The village of Tinley Park has settled a legal imbroglio over claims the village discriminated against predominantly black low income residents when it stalled approval of a controversial housing project planned for the community’s downtown area – a situation the village blamed in part on its ex-planner.
On Sept. 11, U.S. District Judge Sara L. Ellis said attorneys for the village, the U.S. Department of Justice and former Tinley Park Development Director Amy Connolly had informed her the parties involved in two lawsuits swirling around the matter had “reached a global settlement” and were in the process of finishing the documents needed to cement the deal. Judge Ellis set a hearing on the settlement for Oct. 3.
The judge’s filing comes about three weeks since the Justice Department announced the settlement terms, under which the village would agree to pay $410,000 to settle the legal actions filed against the village by federal prosecutors and which the village filed against Connolly.
Alastar McGrath
| Kozacky Weitzel McGrath
Under the settlement, Tinley Park will pay a $50,000 civil penalty to the federal government, and $360,000 to Connolly who prosecutors said in a release had been “placed on leave because of her support” for the controversial housing project.

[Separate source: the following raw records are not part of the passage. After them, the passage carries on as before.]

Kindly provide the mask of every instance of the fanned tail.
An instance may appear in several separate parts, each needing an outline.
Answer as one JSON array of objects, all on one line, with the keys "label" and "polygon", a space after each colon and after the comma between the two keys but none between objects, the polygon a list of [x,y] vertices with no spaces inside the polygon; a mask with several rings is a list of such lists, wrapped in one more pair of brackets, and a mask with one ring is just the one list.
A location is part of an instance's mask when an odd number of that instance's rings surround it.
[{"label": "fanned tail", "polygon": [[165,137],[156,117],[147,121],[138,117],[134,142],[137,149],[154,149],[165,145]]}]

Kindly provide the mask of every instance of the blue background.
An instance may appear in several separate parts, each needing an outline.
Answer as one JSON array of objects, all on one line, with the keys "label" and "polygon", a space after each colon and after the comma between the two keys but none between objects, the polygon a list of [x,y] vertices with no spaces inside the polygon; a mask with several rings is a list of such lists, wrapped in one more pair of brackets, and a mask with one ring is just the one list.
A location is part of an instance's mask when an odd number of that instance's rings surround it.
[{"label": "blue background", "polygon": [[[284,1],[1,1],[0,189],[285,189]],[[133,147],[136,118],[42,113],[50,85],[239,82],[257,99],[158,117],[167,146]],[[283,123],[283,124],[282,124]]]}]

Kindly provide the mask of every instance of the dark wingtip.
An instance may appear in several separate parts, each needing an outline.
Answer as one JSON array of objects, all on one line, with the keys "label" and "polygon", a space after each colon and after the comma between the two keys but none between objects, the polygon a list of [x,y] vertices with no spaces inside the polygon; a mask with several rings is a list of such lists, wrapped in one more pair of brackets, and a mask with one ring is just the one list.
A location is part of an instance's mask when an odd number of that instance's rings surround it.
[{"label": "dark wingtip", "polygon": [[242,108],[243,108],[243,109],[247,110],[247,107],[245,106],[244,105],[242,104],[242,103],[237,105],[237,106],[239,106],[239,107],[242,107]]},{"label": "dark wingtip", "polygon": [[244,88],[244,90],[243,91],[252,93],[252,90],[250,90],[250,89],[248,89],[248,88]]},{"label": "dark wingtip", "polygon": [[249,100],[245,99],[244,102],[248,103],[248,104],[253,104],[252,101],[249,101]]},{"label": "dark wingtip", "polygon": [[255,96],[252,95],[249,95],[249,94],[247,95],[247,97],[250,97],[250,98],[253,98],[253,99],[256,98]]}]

The village also agreed to “a number of actions to guard against further housing discrimination, including training elected officials and individuals involved in the planning process, developing a fair housing policy, and hiring a fair housing compliance officer.”
The litigation had lingered in federal court since 2016, when federal prosecutors filed the civil action against the village and Tinley Park also sued Connolly.
The matter at the heart of the case dates back to early 2015, when a developer identified as Buckeye Community SixtyNine LP submitted plans for a project known as The Reserve to the village. The proposal showed a development including 47 apartments in a three-story building, which the developer told the village would be marketed to people “making less than 60 percent of area median income,” and “would be financed through the federal Low Income Housing Tax Credit Program.”
Shortly after, the Tinley Park planning department, led at the time by Connolly, found the project “met all of the specifications of the Legacy Code,” a special community development plan and ordinance adopted in 2009, and, as such, did not require a vote by the village board to secure permits.
After plans for the project became public, opposition arose within the village, and the village board refused to take action on the project. Buckeye then sued, and the village ultimately agreed to pay the developer $2.45 million to settle that case.
However, in 2016, the Justice Department under former President Barack Obama and former Attorney General Loretta Lynch asserted the village’s actions violated federal anti-discrimination law, saying prosecutors believed opposition to the project was motivated by racism, as The Reserve was likely to be populated by a relatively large number of African American tenants.
In its civil action, the Justice Department asserted the Tinley Park village board buckled to the allegedly racist opposition to the project and improperly shut down the project.
In the village’s lawsuit, however, Tinley Park officials claimed village board members believed they had been misled by Connolly, asserting the project didn’t actually meet the Legacy Code requirements, because it lacked commercial space on the ground floor.
Connolly was placed on leave by the village, and eventually resigned, taking a similar job with the city of Racine, Wis.
All defendants in both cases were unsuccessful at dismissing the legal actions in 2017, setting the stage for mediation and settlement talks this summer.
“Increasing access to housing, including through affordable housing, is important to the development of our communities,” Acting Assistant Attorney General John Gore, who oversees the Justice Department’s Civil Rights Division, said in a prepared statement. “The Justice Department will continue to enforce federal civil rights laws, and protect against discrimination, including on the basis of race, with respect to access to affordable housing.”
The settlement agreement did not include any provision for a consent decree, which could have subject the village to more rigorous federal supervision of its housing policies and plan approval procedures, among other potential requirements.
In a report published in The Daily Southtown, an attorney for Tinley Park, Alastar McGrath, of the firm of Kozacky Weitzel McGrath, of Chicago, said the village likely sidestepped worse outcomes, as the Justice Department, among other items, had sought to require the village to seek out affordable housing developments to be built in Tinley Park and make village taxpayers subsidize them.
In the Southtown report, McGrath said the settlement likely saved the village potentially millions of dollars more in litigation costs. The Southtown reported Tinley Park has paid more than $2 million in attorney fees and other costs to litigate lawsuits related to The Reserve.
Connolly is represented by attorney John B. Murphey, of the firm of Rosenthal, Murphey, Coblentz & Donahue, of Chicago.